The history of that matter is, as my hon. Friend confirmed to me in a written reply last week, that the Department of Transport commissioned a survey of possible sites in July 1984. That led to an announcement, in 1988, that the Department would promote a motorway service area at Iver. However, that was not the Woodlands Park site, but a site on the other side of the M25, between Iver Village and Richings Park. In the end, for various reasons, no planning application was submitted.
In 1989, the Department of Transport announced a fresh search for a motorway service area site on the western quadrant. Soon after, the provision of motorway service areas was deregulated, and the search for a suitable site was abandoned.
We now move to February 1994, when Cape Plc and Corporate Land Ltd. submitted three planning applications for a motorway service area at Woodlands Park. Those were determined by Buckinghamshire county council, because that site is the subject of an existing minerals and waste disposal planning permission.
When the applications were submitted, the Department was still proposing to build link roads along the M25 260 between the M4 and the M40. Since then, it hasabandoned that proposal, and instead proposes to build a fifth lane in each direction to accommodate the increased traffic. I believe that it was for that reason that the Department directed the county council to refuse planning permission.

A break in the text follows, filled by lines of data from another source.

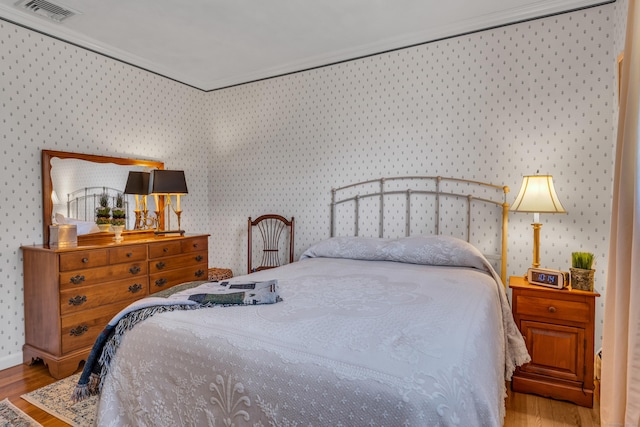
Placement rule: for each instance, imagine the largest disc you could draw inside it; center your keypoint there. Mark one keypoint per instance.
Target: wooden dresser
(558, 328)
(71, 294)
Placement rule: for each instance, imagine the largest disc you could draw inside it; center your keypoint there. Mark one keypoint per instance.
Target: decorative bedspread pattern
(355, 342)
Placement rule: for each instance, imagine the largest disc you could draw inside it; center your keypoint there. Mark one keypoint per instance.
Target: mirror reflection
(72, 184)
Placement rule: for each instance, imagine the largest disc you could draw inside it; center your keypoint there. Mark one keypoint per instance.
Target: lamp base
(168, 232)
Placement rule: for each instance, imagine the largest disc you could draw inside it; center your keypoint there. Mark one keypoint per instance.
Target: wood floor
(523, 410)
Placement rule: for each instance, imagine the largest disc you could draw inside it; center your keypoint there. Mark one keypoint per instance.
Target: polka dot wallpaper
(59, 97)
(490, 106)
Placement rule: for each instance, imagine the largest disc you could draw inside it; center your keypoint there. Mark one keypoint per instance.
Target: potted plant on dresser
(118, 217)
(103, 212)
(582, 271)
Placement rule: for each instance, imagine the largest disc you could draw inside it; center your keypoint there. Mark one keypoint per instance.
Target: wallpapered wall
(490, 106)
(59, 97)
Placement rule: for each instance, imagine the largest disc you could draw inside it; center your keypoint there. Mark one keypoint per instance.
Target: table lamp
(168, 183)
(138, 184)
(537, 195)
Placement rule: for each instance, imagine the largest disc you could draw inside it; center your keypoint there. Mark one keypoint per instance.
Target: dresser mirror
(72, 182)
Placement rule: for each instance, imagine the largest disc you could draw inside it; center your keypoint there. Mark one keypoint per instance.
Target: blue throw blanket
(188, 296)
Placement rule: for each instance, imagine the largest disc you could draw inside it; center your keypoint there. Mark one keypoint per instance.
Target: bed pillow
(427, 250)
(83, 227)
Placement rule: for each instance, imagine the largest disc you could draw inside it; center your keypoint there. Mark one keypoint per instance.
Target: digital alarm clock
(546, 277)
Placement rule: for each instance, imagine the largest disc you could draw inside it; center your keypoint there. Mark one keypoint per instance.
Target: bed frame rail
(387, 191)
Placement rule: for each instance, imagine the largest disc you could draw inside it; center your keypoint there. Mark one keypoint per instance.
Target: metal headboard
(82, 203)
(376, 188)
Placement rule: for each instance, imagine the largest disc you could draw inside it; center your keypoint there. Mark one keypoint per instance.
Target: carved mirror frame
(47, 183)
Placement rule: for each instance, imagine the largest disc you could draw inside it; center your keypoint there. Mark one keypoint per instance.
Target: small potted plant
(582, 271)
(118, 217)
(103, 212)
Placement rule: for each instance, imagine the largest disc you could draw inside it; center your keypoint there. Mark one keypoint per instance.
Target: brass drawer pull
(79, 330)
(76, 280)
(78, 300)
(137, 287)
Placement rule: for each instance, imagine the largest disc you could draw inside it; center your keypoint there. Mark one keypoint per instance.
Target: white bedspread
(353, 343)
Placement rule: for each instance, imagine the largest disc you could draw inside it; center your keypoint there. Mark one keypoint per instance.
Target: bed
(368, 330)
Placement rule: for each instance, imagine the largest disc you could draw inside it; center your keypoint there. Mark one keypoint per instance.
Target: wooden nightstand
(558, 328)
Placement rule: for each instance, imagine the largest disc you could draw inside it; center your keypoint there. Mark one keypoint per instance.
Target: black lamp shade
(167, 182)
(137, 183)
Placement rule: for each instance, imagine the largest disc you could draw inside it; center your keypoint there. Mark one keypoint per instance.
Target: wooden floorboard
(523, 410)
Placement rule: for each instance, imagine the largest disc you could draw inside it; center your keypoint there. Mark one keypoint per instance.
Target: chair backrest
(274, 230)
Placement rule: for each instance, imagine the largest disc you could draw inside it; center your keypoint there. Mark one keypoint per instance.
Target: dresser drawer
(572, 311)
(180, 261)
(194, 244)
(81, 330)
(161, 281)
(171, 247)
(88, 297)
(84, 259)
(127, 254)
(73, 279)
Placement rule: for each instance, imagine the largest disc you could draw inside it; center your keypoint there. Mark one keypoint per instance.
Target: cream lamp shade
(537, 195)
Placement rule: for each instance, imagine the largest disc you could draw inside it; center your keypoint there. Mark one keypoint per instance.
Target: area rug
(12, 416)
(55, 399)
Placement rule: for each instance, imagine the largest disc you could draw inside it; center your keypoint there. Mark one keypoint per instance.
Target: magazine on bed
(188, 296)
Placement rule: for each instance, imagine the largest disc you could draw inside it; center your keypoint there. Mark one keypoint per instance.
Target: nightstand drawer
(571, 311)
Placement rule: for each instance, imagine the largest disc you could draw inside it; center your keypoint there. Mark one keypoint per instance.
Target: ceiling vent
(46, 9)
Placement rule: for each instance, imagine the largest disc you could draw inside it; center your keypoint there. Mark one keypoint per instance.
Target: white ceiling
(210, 44)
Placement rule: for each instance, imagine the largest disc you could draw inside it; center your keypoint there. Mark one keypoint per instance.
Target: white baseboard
(10, 360)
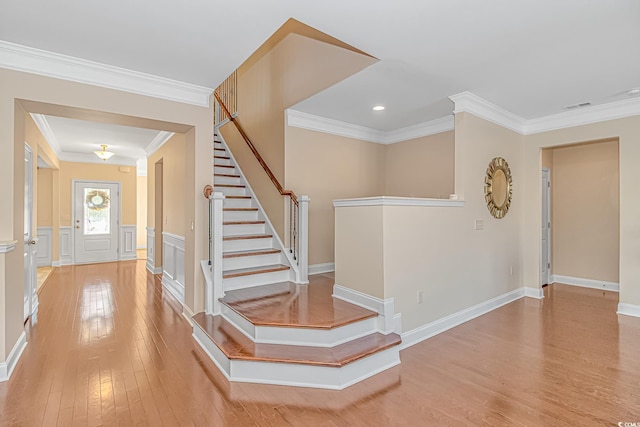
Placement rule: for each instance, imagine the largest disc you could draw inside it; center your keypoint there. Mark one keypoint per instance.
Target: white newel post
(213, 295)
(303, 236)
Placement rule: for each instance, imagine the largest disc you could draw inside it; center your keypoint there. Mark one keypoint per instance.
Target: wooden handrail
(257, 155)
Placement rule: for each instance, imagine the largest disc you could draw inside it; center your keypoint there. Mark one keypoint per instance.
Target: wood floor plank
(111, 347)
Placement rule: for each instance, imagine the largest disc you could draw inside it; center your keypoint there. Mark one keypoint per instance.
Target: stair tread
(266, 305)
(247, 236)
(228, 274)
(243, 222)
(254, 252)
(237, 346)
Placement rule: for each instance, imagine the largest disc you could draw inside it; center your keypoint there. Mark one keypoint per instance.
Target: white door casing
(30, 251)
(545, 260)
(96, 221)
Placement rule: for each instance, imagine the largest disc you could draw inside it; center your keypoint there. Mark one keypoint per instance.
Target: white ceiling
(530, 57)
(76, 140)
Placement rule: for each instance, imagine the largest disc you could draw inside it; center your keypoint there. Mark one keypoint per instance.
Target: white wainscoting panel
(6, 367)
(128, 242)
(173, 264)
(322, 268)
(44, 246)
(66, 246)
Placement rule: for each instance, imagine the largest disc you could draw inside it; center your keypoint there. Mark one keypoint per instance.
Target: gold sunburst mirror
(498, 187)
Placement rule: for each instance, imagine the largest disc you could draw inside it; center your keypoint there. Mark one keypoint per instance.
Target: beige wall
(70, 171)
(45, 198)
(327, 167)
(585, 219)
(627, 131)
(421, 167)
(141, 211)
(437, 249)
(172, 155)
(294, 69)
(21, 93)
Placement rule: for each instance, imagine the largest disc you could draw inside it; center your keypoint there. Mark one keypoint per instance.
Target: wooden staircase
(251, 256)
(297, 335)
(267, 329)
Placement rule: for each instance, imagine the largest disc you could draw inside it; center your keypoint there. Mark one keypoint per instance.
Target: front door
(545, 261)
(30, 287)
(96, 221)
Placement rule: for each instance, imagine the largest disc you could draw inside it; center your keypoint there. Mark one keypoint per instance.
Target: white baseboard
(384, 307)
(436, 327)
(629, 309)
(536, 293)
(586, 283)
(6, 368)
(327, 267)
(187, 314)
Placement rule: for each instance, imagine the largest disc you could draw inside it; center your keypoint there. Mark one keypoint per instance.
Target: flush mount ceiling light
(103, 154)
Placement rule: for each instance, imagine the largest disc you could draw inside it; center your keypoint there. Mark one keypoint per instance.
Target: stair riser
(250, 261)
(226, 180)
(228, 171)
(231, 191)
(237, 203)
(246, 245)
(252, 280)
(300, 336)
(242, 230)
(295, 374)
(240, 215)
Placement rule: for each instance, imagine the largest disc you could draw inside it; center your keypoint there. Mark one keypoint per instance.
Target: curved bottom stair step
(254, 270)
(236, 346)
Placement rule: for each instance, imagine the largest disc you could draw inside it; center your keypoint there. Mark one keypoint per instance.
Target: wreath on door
(97, 200)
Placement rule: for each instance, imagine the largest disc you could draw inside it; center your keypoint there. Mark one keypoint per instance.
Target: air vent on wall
(581, 105)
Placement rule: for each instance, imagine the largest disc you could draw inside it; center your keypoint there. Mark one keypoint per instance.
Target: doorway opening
(96, 211)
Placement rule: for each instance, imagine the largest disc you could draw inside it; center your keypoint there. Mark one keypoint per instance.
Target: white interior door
(96, 221)
(30, 251)
(545, 262)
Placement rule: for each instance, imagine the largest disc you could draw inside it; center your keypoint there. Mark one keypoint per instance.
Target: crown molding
(92, 158)
(27, 59)
(158, 142)
(7, 246)
(42, 124)
(336, 127)
(584, 116)
(432, 127)
(468, 102)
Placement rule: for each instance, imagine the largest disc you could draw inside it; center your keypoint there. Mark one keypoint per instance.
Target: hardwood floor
(111, 348)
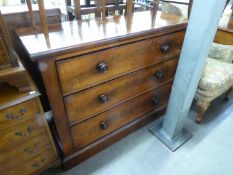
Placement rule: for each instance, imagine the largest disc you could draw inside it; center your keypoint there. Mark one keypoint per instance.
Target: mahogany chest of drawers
(26, 145)
(104, 78)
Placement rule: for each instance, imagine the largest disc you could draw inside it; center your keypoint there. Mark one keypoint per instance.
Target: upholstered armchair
(216, 79)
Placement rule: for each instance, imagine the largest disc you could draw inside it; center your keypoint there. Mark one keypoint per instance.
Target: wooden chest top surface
(80, 35)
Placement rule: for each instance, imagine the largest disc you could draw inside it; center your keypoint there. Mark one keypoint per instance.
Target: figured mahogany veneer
(106, 122)
(105, 77)
(82, 72)
(25, 135)
(117, 91)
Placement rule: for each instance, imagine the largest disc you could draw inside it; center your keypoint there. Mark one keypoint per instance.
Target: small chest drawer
(34, 165)
(97, 99)
(106, 122)
(18, 113)
(85, 71)
(20, 133)
(27, 150)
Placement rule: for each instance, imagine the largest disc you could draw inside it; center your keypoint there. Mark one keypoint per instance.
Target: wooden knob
(103, 99)
(165, 48)
(102, 67)
(159, 75)
(155, 100)
(103, 125)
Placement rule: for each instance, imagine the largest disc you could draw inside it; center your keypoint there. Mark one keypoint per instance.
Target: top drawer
(88, 70)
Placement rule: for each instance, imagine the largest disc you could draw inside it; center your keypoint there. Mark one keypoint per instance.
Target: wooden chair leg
(203, 106)
(228, 94)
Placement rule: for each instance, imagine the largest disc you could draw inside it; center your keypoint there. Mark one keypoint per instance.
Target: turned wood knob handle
(155, 100)
(159, 75)
(165, 48)
(11, 116)
(102, 67)
(103, 125)
(103, 98)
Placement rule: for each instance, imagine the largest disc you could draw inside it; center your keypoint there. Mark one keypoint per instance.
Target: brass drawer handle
(155, 100)
(11, 116)
(30, 129)
(32, 150)
(103, 98)
(38, 164)
(159, 75)
(102, 67)
(103, 125)
(165, 48)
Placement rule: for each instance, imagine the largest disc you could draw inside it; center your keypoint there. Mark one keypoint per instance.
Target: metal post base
(172, 144)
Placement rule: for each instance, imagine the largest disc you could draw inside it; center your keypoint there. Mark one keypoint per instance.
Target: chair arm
(221, 52)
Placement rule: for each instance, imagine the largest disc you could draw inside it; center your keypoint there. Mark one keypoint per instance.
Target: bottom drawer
(106, 122)
(35, 165)
(25, 151)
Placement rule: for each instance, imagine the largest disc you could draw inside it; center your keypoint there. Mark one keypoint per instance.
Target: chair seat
(216, 76)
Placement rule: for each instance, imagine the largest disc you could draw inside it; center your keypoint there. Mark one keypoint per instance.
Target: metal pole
(200, 33)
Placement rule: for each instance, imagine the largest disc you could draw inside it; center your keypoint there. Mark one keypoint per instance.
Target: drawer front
(106, 122)
(27, 150)
(18, 113)
(20, 133)
(35, 165)
(85, 71)
(4, 59)
(104, 96)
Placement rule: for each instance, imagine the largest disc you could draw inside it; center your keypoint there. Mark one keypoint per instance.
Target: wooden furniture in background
(76, 10)
(224, 34)
(11, 70)
(27, 146)
(104, 77)
(18, 18)
(189, 4)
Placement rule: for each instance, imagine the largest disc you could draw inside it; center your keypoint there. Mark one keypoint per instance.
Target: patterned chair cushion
(216, 75)
(216, 79)
(221, 52)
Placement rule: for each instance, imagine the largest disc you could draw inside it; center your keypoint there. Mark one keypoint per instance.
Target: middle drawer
(90, 102)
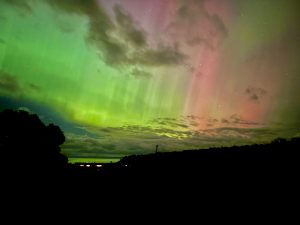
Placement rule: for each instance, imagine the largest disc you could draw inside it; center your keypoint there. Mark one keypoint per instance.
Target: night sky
(121, 76)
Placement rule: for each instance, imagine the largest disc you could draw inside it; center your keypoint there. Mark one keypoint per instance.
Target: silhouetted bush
(25, 142)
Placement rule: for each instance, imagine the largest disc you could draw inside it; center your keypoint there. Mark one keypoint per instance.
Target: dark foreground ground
(260, 178)
(277, 161)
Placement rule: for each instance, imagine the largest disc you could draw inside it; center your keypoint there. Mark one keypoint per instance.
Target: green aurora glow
(127, 75)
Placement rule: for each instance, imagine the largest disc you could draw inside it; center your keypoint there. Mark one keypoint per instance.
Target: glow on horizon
(187, 74)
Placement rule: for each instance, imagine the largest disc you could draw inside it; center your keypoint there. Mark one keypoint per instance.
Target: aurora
(122, 76)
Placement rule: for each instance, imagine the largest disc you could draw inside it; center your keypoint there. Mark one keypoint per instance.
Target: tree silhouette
(28, 143)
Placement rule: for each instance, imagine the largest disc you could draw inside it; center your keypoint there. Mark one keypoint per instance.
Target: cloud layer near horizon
(132, 74)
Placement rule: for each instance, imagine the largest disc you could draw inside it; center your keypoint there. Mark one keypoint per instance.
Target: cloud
(116, 142)
(159, 57)
(255, 94)
(138, 73)
(200, 41)
(9, 83)
(210, 28)
(121, 42)
(131, 33)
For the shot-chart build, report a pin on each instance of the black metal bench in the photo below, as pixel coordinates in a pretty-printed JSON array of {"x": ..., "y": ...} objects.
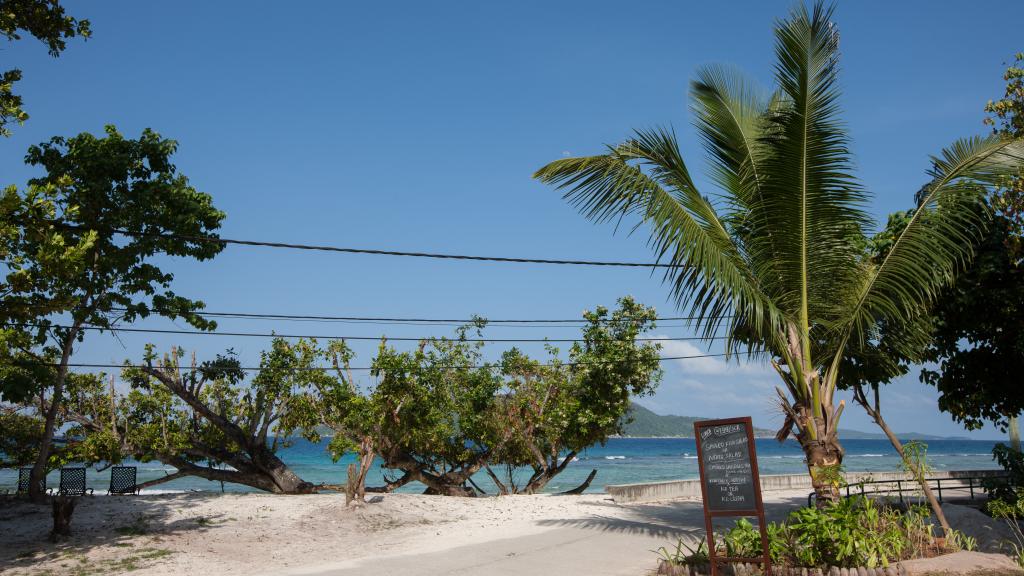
[
  {"x": 123, "y": 481},
  {"x": 972, "y": 484},
  {"x": 73, "y": 482}
]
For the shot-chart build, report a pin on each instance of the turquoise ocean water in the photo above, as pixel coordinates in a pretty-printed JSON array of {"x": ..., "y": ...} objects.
[{"x": 622, "y": 460}]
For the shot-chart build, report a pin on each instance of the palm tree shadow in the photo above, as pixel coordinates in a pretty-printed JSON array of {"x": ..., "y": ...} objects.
[{"x": 671, "y": 521}]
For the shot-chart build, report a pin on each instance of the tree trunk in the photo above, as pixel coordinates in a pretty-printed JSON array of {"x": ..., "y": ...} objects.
[
  {"x": 64, "y": 506},
  {"x": 823, "y": 460},
  {"x": 285, "y": 481},
  {"x": 37, "y": 492},
  {"x": 391, "y": 486},
  {"x": 543, "y": 476},
  {"x": 1015, "y": 434}
]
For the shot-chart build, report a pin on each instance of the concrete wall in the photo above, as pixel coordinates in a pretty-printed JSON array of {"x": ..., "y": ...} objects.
[{"x": 673, "y": 489}]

The Department gave two reasons. The first was that the development of a motorway service area would be incompatible with the link road proposals; obviously, that objection is no longer relevant. The second was that the motorway service area would be incompatible with the use of the motorway in its present state, as regards both the safety and function of the motorway as part of the national system for through traffic. I believe that reason to be as relevant today as it was last year. Indeed, I believe it to be a conclusive reason not to implement that scheme.
Although the county council had no choice but to refuse the planning application, it considered all the other issues arising from it. It concluded that planning permission should be refused for those reasons, too.
First, the council said that it had not been demonstrated that that was the proven optimum site in the western quadrant of the M25. Secondly, it said that it had not been demonstrated that the development on a former waste disposal site could be carried out safely during and after construction. Thirdly, it said that the proposed hotel was not a necessary facility, and might become a destination in its own right.
Fourthly, the council said that the motorway service area, because of its excessive size and unsatisfactory siting, would be unduly obstructive and detrimental to the visual and residential amenities of the occupiers of neighbouring residential properties and to the character of the area. Fifthly, it said that the MSA would, according to the advice of the National Rivers Authority, be at direct risk of flooding, and would increase the risk of flooding elsewhere.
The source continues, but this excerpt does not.